Academic background
- Alma mater: University of Alberta B.Sc. University of Minnesota Ph.D.
- Doctoral advisor: Edward C. Prescott

Academic work
- Discipline: Macroeconomics
- Institutions: University of Rochester New York University Stanford University University of Minnesota University of Pennsylvania Arizona State University Princeton University

= Richard Rogerson =

American economist

Richard Donald Rogerson is an American economist who is currently the Charles and Marie Robertson Professor of Public and International Affairs at Princeton University, where he is also the Director of the Louis A. Simpson Center for the Study of Macroeconomics.

==Education==
Rogerson graduated from the University of Alberta with a B.Sc. in physics in 1979 and received his Ph.D. in economics from the University of Minnesota in 1984. At Minnesota, Rogerson's dissertation advisor was the future Nobel Laureate in Economics Edward C. Prescott.

==Career==
Rogerson was an assistant professor of economics at University of Rochester from 1984 to 1987, an assistant professor of economics at New York University from 1987 to 1988, and an assistant professor of economics at Stanford University from 1988 to 1991.
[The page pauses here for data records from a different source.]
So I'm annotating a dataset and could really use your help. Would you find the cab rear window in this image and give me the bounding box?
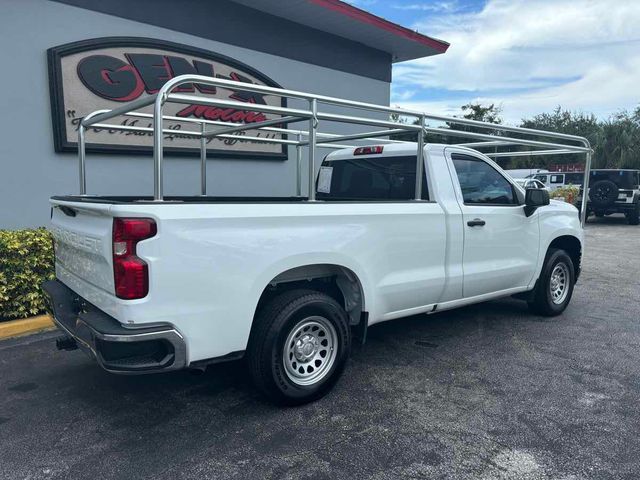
[316,156,429,200]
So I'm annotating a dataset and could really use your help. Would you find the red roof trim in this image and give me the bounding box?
[309,0,449,53]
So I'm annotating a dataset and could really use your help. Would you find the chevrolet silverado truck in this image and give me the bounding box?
[44,143,583,404]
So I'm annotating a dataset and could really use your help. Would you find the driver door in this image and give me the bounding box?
[447,149,540,298]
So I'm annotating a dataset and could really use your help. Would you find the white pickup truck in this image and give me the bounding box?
[44,143,583,404]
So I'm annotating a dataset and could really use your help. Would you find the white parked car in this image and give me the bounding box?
[514,178,549,190]
[44,144,583,404]
[526,172,584,191]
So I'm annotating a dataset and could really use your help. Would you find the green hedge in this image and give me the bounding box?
[0,228,55,321]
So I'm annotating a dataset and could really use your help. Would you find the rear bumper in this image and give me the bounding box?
[42,280,187,374]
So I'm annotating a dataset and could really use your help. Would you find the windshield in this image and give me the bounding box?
[589,170,638,190]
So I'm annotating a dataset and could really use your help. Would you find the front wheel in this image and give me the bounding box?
[247,290,351,405]
[529,249,576,317]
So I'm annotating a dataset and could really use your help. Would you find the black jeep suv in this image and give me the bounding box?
[587,169,640,225]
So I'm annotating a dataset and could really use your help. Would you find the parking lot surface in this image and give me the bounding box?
[0,217,640,480]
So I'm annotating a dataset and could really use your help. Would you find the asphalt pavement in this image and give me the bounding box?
[0,217,640,480]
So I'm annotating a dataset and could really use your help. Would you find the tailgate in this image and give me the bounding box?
[51,200,115,295]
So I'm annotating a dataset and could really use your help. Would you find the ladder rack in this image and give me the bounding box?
[78,75,593,225]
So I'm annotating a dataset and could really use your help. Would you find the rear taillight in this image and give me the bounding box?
[113,218,157,300]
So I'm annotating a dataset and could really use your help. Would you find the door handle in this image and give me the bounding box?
[467,218,487,227]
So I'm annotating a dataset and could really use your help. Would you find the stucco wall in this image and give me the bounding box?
[0,0,389,228]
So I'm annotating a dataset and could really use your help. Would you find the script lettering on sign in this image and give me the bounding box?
[48,37,286,159]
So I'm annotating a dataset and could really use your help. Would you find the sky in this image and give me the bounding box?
[349,0,640,125]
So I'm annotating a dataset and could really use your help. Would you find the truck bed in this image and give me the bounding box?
[51,195,309,204]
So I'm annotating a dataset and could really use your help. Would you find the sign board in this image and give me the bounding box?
[47,37,287,159]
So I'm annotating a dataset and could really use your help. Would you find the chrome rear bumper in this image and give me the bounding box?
[42,280,186,374]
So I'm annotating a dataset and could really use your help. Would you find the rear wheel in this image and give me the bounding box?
[247,290,351,405]
[529,248,575,317]
[625,202,640,225]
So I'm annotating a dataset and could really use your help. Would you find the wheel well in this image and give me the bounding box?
[254,264,364,325]
[549,235,582,280]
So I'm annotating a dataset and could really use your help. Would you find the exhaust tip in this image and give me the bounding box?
[56,335,78,351]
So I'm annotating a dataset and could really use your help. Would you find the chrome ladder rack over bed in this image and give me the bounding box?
[78,75,593,225]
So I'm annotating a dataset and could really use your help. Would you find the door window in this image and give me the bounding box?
[452,154,518,205]
[534,175,547,183]
[550,175,564,183]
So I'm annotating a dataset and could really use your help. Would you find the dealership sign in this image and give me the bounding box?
[48,37,286,158]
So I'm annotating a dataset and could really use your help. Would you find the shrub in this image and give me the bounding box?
[549,185,580,203]
[0,228,55,320]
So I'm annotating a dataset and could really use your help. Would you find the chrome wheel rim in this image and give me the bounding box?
[282,316,338,385]
[549,262,569,305]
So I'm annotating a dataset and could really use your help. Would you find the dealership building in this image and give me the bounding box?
[0,0,448,229]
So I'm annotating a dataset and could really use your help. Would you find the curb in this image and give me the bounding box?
[0,315,55,340]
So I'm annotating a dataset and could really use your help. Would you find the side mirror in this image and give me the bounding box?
[524,188,549,217]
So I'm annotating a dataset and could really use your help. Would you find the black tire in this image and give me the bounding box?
[626,202,640,225]
[589,180,618,208]
[247,290,351,405]
[528,248,576,317]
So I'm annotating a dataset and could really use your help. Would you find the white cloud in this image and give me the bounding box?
[392,0,461,13]
[392,0,640,123]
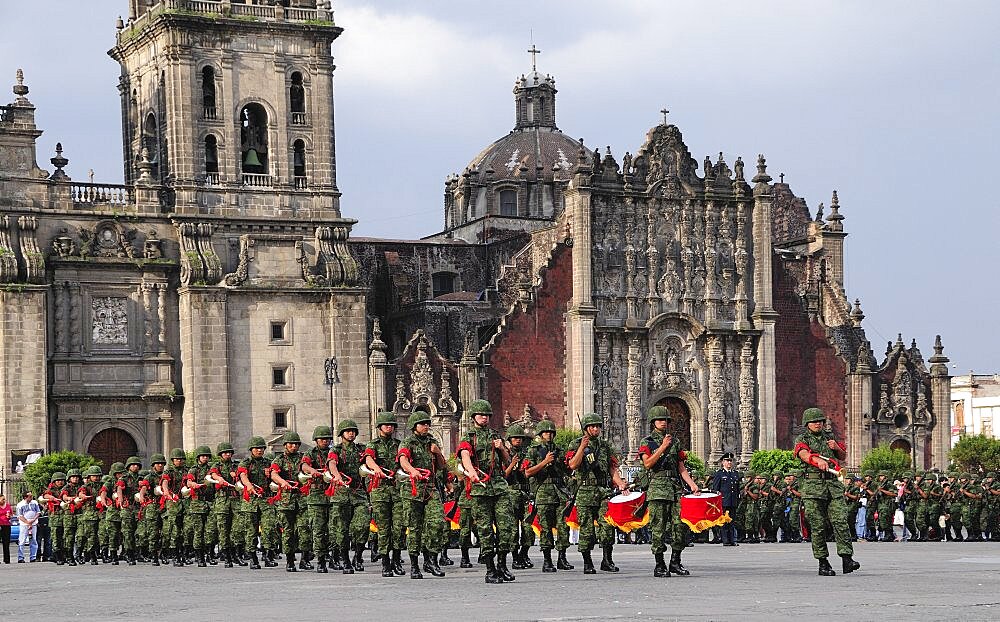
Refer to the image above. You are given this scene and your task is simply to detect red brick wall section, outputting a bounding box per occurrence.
[486,245,573,426]
[773,257,847,449]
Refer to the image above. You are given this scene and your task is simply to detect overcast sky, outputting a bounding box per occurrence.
[0,0,1000,374]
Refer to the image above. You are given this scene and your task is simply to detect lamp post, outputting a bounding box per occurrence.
[323,356,340,430]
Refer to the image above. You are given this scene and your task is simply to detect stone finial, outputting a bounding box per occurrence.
[49,143,69,181]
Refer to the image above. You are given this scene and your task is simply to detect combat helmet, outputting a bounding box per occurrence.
[313,425,333,441]
[507,423,528,438]
[406,411,431,430]
[646,406,674,423]
[802,407,826,425]
[337,419,358,436]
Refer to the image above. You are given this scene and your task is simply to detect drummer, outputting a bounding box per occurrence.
[639,406,699,577]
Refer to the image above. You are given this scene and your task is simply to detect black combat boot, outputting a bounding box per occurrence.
[601,544,618,572]
[392,549,406,577]
[653,553,670,578]
[542,549,556,572]
[406,555,424,579]
[668,551,691,577]
[340,544,354,574]
[840,555,861,574]
[497,553,517,581]
[556,549,576,570]
[480,549,503,584]
[424,549,444,577]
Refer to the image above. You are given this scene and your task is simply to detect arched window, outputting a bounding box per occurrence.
[500,190,517,216]
[288,71,306,125]
[292,139,309,188]
[240,103,271,186]
[201,67,216,119]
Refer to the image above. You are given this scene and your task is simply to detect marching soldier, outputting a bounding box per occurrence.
[794,408,861,576]
[458,400,517,584]
[271,432,304,572]
[396,412,448,579]
[636,406,699,577]
[504,424,535,570]
[181,445,215,568]
[566,413,628,574]
[327,419,371,574]
[302,425,339,574]
[364,412,406,577]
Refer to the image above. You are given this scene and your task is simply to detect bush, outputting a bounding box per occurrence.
[24,451,103,497]
[948,434,1000,473]
[750,449,803,473]
[861,443,910,477]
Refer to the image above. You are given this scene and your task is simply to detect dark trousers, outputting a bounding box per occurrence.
[0,525,10,564]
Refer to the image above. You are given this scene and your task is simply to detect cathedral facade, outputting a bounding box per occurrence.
[0,0,950,466]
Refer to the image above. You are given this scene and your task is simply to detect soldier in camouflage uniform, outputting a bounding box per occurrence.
[457,400,517,584]
[269,432,313,572]
[236,436,278,570]
[207,442,239,568]
[327,419,371,574]
[794,408,861,576]
[38,471,66,566]
[504,424,535,570]
[302,425,340,574]
[566,413,628,574]
[396,412,448,579]
[636,406,699,577]
[364,412,406,577]
[182,445,215,568]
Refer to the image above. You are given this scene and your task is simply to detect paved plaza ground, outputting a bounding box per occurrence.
[0,542,1000,622]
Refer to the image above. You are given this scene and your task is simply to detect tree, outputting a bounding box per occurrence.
[948,434,1000,473]
[861,443,910,477]
[24,451,101,497]
[750,449,802,473]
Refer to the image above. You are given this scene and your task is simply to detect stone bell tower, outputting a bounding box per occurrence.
[108,0,342,218]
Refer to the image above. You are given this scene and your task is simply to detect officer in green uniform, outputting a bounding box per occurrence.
[504,424,535,570]
[364,412,406,577]
[566,413,628,574]
[302,425,339,574]
[794,408,861,576]
[115,456,142,566]
[38,471,66,566]
[271,432,312,572]
[76,466,101,566]
[236,436,277,570]
[139,454,167,566]
[396,412,448,579]
[636,406,699,577]
[59,469,82,566]
[327,419,371,574]
[181,445,215,568]
[160,448,187,567]
[457,400,517,584]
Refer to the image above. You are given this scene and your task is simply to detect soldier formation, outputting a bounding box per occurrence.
[29,400,1000,584]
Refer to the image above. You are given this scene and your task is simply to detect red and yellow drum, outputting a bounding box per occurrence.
[681,492,733,533]
[604,491,649,533]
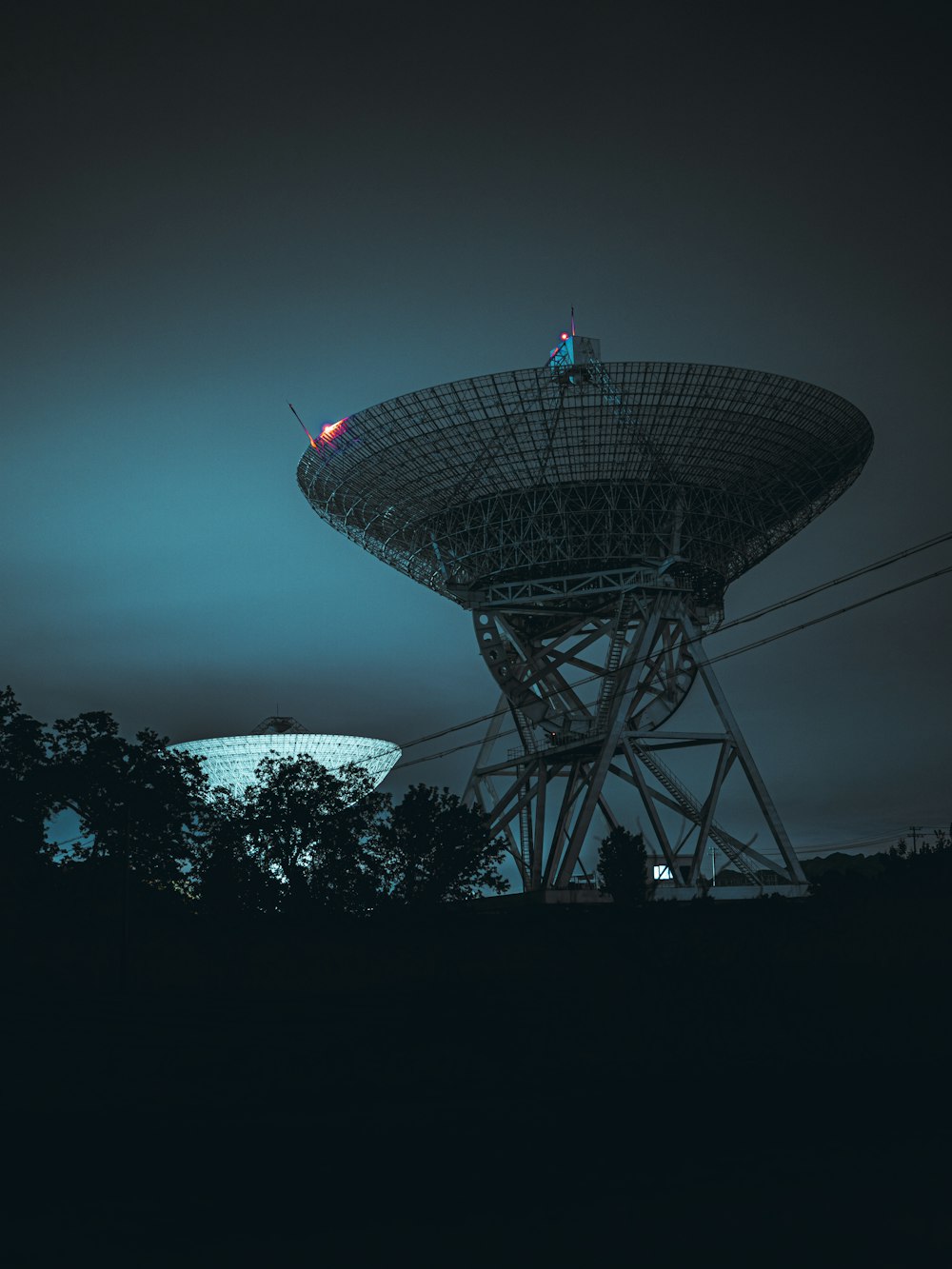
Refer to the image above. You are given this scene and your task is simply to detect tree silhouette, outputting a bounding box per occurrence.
[50,712,207,888]
[598,824,654,907]
[0,685,52,883]
[215,755,386,915]
[381,784,509,903]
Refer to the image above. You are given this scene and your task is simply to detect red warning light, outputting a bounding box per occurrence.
[322,415,347,448]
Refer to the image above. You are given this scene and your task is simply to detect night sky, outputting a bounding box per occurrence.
[0,3,952,863]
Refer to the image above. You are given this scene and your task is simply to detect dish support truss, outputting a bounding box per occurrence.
[466,570,806,899]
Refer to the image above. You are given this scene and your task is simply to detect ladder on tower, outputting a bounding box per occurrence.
[590,593,635,736]
[633,741,763,885]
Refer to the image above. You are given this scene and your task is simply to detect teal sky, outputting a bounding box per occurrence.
[0,4,952,858]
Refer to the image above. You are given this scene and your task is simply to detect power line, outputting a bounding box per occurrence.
[393,533,952,769]
[715,532,952,635]
[709,564,952,664]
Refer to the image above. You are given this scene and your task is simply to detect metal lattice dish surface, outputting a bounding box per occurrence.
[169,731,400,797]
[297,362,873,603]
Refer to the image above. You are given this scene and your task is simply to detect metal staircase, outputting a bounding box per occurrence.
[632,741,763,885]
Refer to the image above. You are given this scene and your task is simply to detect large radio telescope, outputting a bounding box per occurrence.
[297,331,872,897]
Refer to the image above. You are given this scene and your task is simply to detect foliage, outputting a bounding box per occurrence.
[598,824,654,907]
[50,712,207,887]
[380,784,509,904]
[0,686,52,881]
[202,755,385,915]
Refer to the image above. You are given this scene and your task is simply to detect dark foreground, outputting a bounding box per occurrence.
[4,900,952,1265]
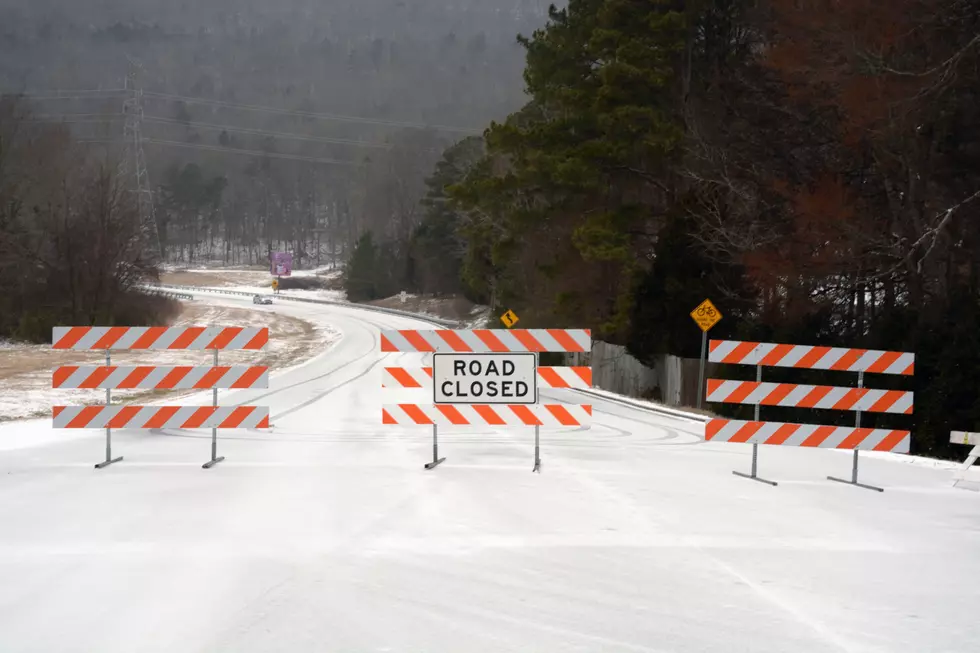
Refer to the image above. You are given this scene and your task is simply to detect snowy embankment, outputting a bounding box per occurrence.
[0,303,340,422]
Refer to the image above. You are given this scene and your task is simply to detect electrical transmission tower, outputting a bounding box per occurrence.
[119,58,163,260]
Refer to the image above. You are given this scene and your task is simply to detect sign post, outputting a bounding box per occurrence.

He was later an associate professor of economics at University of Minnesota from 1991 to 1997, after which he was a professor of economics at University of Pennsylvania from 1997 to 2001.

In 2001, Rogerson was named the Rondthaler Professor of Economics at Arizona State University, where he was also Regents Professor from 2007 to 2011. Rogerson joined the faculty at Princeton University in 2011.